There have been several fragmented efforts over the last few years—some of them quite good—to update how a mainframe is accessed from external source and the ways that developers can code for the mainframe. After all, the number of developers proficient in mainframe toolsets continues to decline while the number of workloads does not, so something has to change.
The Open Mainframe Project’s Zowe attempts to address these issues in ways that are both more widely applicable and more technologically advanced. It takes advantage of Open Source REST systems to front-end hardcore mainframe functionality, so developers who are accustomed to application server development can call things such as Spring Boot-based interfaces and use languages including Node.Js to access their mainframe systems.
This week, OMP announced that Zowe 1.0.0 is production-ready. That means serious experimentation can be started at your organization to see if it addresses some or all of your mainframe modernization needs.
There will likely always be some (at least operational) differences in mainframe systems usage because the software infrastructure is designed a certain way, but increasing modern tool usage makes learning those different parts easier across the board. By implementing a vendor-independent architecture that has guidelines for users and vendors to add functionality from anywhere, Zowe is a powerful and expandable tool for getting the job done.
I sound a bit like a fanboy, but for most verticals, this is an issue that will continue to be a pressure point.
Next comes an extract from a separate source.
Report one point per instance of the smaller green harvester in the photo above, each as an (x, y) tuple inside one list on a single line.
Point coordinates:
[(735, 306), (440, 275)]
It’s been more than a decade since companies started bringing back retirees to work on mainframe projects because new developers did not have the skills or interest to complete those projects. As more and more skilled CICS/RPG/PLI/etc. developers and mainframe operations specialists retire, this pressure will increase until it is resolved or unbearable. So I am a fanboy of any company/solution that is addressing this space instead of flocking off to the coolest new DevOps tool du jour. I’ve not yet used Zowe, so can’t directly recommend it, but reading over their documentation, I believe it’s a good idea to use tools we’re familiar with. So I’m rooting for it.
If you test it out, drop a comment and let the rest of us know what you think.
And keep rocking it. Whether in VS-2019 or VT-70, you are making the company engines hum.